You want some annotations to break out of the safe subset of the language
The annotations would indicate that something unsafe is going on, so it’s like an unsafe block, but on a reference. That way it’s clear that it’s not being checked by the borrow checker, but the rest of the application can be checked.
I really liked the idea of an optional, built-in GC w/ pre-1.0 Rust where specific references could be GC’d. If that were a thing in modern Rust (and the GC would only be enabled if there’s a GC’d reference included), we could get a lot more ergonomics around things like linked lists.
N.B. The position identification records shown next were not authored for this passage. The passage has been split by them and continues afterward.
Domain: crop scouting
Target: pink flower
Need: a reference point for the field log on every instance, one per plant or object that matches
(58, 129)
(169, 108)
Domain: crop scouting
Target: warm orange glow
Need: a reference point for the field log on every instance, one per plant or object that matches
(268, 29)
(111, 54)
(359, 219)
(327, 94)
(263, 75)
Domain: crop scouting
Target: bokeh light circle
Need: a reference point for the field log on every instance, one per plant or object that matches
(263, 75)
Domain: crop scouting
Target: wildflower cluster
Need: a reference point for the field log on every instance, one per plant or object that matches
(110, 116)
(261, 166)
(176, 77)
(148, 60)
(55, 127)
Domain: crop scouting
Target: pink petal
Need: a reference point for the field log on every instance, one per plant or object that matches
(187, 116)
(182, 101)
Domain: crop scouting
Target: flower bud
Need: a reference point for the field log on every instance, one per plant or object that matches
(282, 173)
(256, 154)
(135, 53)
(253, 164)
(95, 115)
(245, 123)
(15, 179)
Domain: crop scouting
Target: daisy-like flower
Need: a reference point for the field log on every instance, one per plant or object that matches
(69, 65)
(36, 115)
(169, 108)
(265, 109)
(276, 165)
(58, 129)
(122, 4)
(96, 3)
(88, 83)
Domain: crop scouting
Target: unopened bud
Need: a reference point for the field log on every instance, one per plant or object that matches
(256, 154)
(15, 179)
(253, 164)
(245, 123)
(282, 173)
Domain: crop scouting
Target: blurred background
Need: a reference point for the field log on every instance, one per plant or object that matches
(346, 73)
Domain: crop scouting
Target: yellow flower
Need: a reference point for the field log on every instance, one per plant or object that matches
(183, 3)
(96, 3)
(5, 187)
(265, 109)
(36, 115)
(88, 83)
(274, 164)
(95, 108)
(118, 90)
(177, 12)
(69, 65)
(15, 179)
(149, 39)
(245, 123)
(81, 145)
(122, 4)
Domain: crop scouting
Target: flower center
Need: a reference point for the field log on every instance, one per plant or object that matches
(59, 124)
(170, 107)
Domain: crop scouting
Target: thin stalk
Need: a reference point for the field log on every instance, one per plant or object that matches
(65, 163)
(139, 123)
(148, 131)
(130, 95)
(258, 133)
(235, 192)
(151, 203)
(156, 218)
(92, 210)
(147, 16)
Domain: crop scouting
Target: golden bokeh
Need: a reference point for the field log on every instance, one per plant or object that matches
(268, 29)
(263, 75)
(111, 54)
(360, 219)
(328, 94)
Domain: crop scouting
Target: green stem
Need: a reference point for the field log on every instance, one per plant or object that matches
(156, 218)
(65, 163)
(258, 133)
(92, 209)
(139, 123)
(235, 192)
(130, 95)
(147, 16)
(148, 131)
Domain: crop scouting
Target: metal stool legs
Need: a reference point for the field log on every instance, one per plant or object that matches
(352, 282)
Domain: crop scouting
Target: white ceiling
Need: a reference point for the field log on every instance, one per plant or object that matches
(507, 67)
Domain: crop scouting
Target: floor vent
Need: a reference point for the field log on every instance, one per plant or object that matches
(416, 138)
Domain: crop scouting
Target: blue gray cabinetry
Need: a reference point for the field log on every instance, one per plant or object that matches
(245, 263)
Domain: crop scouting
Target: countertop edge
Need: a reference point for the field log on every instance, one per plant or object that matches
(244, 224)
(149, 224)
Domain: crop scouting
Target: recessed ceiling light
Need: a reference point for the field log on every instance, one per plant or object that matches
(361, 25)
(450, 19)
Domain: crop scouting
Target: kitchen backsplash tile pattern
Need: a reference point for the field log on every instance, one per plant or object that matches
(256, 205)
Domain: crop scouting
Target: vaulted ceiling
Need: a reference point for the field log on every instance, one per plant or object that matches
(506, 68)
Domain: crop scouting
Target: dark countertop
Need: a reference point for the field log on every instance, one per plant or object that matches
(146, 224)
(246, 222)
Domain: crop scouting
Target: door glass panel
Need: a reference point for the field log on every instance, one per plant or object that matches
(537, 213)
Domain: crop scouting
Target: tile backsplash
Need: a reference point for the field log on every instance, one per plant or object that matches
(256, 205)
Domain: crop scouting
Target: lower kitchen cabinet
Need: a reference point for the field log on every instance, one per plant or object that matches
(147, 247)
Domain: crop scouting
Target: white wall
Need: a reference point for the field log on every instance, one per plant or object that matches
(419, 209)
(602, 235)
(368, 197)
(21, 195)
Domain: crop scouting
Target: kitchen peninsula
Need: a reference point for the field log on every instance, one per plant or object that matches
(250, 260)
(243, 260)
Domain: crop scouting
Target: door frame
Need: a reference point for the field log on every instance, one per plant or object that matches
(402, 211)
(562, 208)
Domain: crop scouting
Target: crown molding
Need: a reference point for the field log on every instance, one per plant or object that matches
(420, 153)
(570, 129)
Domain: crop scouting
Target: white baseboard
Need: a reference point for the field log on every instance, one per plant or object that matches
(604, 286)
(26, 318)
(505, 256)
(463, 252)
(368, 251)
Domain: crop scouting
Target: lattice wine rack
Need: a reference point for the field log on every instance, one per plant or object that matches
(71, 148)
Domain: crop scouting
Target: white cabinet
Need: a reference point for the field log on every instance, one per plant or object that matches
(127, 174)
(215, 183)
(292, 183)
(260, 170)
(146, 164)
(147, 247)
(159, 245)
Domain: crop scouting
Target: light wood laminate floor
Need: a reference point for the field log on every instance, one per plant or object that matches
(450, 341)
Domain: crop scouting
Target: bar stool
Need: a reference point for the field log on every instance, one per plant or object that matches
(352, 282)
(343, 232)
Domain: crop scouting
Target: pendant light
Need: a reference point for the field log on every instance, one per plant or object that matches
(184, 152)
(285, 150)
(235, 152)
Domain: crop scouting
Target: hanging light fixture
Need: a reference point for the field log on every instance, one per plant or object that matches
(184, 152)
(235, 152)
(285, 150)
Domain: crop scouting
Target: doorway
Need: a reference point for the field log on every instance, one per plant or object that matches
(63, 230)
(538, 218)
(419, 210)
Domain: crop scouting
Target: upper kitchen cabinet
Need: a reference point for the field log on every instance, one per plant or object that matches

I’m talking about compile time.
Start with all of the known safe cases (basic types should be fine), then move on to more dubious options (anything that supports iteration). Then allow iterable types but don’t allow iterating over a mutable reference. And so on. If it’s a priority to loosen up the rules without sacrificing safety, surely some solutions could be found to improve ergonomics.
If you want guaranteed safety then the borrowing rules are the most flexible as far as we know.
Just to give a couple of examples of how your idea might be flawed, what do you consider “basic types”? Are enums basic types? Then you’ve got an issue, because you might get a reference to the contents of an enum and then replace the enum with another variant, and suddently you’ve got a dangling reference. Would you prefer to prevent creating references to the contents of an enum? Then you’re more restricting than the borrowing rules.
Allowing iterable types but not iterating over mutable references is not enough for safety unfortunately. The basic example is getting a reference to an element of a Vec and then calling push on the Vec. This seems very innocent, but pushing on a Vec might reallocate its backing buffer, making the previous reference dangling. Again, would you prevent taking references to elements of a Vec? Then again you become much more restricting than the borrowing rules.
I really liked the idea of an optional, built-in GC w/ pre-1.0 Rust where specific references could be GC’d
That was just syntax sugar for Rc/Arc, and you can still use them in today’s Rust, albeit with slightly worse ergonomics (no autoclone for example).